After the U.S. government’s Drug Enforcement Administration (DEA) located three drug cartels in Hidalgo, Governor Julio Menchaca Salazar said that “you can’t hide the truth” regarding organized crime.
However, he questioned whether the DEA has a political motive in its handling of security data and believed that the Donald Trump administration should be more concerned about what is happening in his country, as it is the world’s leading consumer of narcotics, “and not try to teach our country any lessons.”
In its 2025 National Drug Threat Assessment (NDTA), the DEA reports that the Jalisco New Generation Cartel (CJNG)—with the largest territorial dominance—the Sinaloa Cartel (CDS), and the Northeast Cartel (CDN)—one of the offshoots of Los Zetas—operate in the state.
It also warns that these criminal groups have financed themselves through gasoline theft, and that Hidalgo has been leading the illegal extraction of fuel through clandestine taps throughout Mexico since 2018.
“What we have been doing together with the government of the Republic, the Eighteenth Military Zone, the National Guard, the Attorney General’s Office, the state Public Security, and the Attorney General’s Office is a frontal fight against crime.
“We don’t work to avoid data, statistics, or figures; hundreds of women and men are working to combat crime,” the president stated, adding that Hidalgo is one of the five safest states and that there is confidence in the business sector to invest.
When asked why, given that his security cabinet denied it, the presence of cartels was acknowledged until a foreign institution presented it in a report, Menchaca Salazar responded:
“Well, they hadn’t asked me. It’s very delicate to be mentioning a situation that also involves national security, and what we have made public over time are the results achieved by the security departments.” “A highly dangerous individual was recently arrested, and this has been happening throughout this administration,” the president stated in an interview after inaugurating the 18th National Conference of Mexican Notaries in Pachuca.
“Remember that all Pemex pipelines run through the state, in more than 20 municipalities. In some, more than in others, fuel theft has occurred over time. And what we have insisted on a lot—you are witnesses to this—is raising awareness among those who are being, let’s say, co-opted by this resource, whose personal safety is at risk.” Not only is it an attack on the nation’s heritage, but it also puts communities at risk, it puts those who dedicate themselves to it at risk, and emphasis is being placed on programs that provide young people with alternatives,” he added when asked about the regions where the cartels operate.
He also insisted on requesting the support of families, because “that easy money they can get by doing snooping or anything related to crime is detrimental to their lives and their safety.”
“Anything that is generating, anyone who is generating violence, we don’t care what name they have, they are all being inhibited; the force of the State is being exercised. Whether they belong to this or that (organization) or not at all, that is a secondary or statistical question,” the Morena member added, although he mentioned that they will review the data provided by the DEA in the 2025 NDTA—which shows the territorial mapping of cartel operations in the country’s states and their criminal activities, from a general perspective—and that he will also request clarification from his Security Cabinet, chaired by Secretary of Government Guillermo Olivares Reyna.

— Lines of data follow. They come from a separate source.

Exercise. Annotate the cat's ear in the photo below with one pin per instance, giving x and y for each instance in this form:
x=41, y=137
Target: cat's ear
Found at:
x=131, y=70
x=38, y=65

The governor also asked the press to stop disseminating news related to organized crime: “We are working (…) So, one of the fundamental movements is, let’s say, the ethics that allow the media to convey what is best for society, not instill fear.”
After a series of similar questions, including the lack of prior recognition of the presence of cartels after high-impact events such as homicides, Menchaca Salazar stated that “just because the DEA says so” doesn’t mean it’s true; he also considered the US agency “an area that has its own interests.”

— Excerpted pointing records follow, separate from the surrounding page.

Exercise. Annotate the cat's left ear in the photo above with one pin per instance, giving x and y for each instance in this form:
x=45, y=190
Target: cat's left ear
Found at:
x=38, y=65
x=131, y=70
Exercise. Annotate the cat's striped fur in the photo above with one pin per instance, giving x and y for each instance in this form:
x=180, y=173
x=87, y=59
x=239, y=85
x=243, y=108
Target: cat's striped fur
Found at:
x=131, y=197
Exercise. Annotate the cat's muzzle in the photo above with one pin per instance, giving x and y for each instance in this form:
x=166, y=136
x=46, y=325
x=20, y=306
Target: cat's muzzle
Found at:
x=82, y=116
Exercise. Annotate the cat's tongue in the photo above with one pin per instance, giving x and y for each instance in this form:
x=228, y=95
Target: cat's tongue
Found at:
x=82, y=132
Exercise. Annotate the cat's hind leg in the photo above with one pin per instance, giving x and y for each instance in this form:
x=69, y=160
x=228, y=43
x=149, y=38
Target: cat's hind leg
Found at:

“Let’s see, how many spectacular arrests? The biggest consumer of narcotics is the United States. Someone has to distribute it, someone has to be involved in that money laundering, in that arms and drug trafficking. So, I think US agencies should start by worrying about what’s happening in their country, which is the biggest consumer of narcotics worldwide, and not pretend to be lecturing our country.”

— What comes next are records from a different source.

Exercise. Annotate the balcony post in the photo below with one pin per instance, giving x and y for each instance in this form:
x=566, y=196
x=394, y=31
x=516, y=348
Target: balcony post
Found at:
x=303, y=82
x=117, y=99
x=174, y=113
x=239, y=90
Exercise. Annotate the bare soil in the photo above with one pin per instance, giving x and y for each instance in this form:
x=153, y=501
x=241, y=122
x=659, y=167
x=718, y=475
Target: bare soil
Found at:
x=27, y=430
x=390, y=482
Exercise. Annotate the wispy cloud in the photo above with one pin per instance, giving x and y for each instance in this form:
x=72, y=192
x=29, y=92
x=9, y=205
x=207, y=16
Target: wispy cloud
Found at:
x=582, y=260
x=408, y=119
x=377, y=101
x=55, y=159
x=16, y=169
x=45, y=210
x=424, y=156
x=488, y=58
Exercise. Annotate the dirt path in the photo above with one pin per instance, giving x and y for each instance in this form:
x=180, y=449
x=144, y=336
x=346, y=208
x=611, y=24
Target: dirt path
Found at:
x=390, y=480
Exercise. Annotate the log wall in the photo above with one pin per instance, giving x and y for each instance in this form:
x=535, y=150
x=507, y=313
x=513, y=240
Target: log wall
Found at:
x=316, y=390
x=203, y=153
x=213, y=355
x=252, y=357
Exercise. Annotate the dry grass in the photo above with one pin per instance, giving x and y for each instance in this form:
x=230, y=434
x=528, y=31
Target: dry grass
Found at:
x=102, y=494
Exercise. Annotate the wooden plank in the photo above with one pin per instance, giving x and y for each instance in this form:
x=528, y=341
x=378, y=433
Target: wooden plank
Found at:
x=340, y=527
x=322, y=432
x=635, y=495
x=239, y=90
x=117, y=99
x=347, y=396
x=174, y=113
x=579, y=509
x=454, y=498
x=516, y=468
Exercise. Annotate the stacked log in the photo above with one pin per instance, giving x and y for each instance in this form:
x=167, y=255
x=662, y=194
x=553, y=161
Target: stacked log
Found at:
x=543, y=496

“The data is useful, the president (Claudia Sheinbaum) has insisted. Collaboration, yes. “Subordination, no,” he concluded.
The former senator acknowledged that the main threat to the state’s security is fuel theft, and that “through this activity, other criminal activities are generated: extortion, when they are being squeezed a lot and the pipelines are being closed… tunnels like the ones that have been found, for example, have never been found: houses connected to the main pipelines.
“So, criminals are looking for other ways to attack society: through robberies, assaults, and that’s what we are doing, with great persistence and also with great courage,” he maintained.
The NDTA 2025 mentions that gasoline theft and oil smuggling on the black market “are the primary means by which cartels finance their networks,” and estimates that Mexico “loses tens of billions of dollars annually in tax revenue, while costing U.S. oil and gas companies billions of dollars annually due to the decline in oil imports and exports during this same period.”
Since 2018, Hidalgo has been the state with the most illegal taps nationwide, through which huachicolero groups extract gasoline, diesel, gas, petrochemicals, and even jet fuel.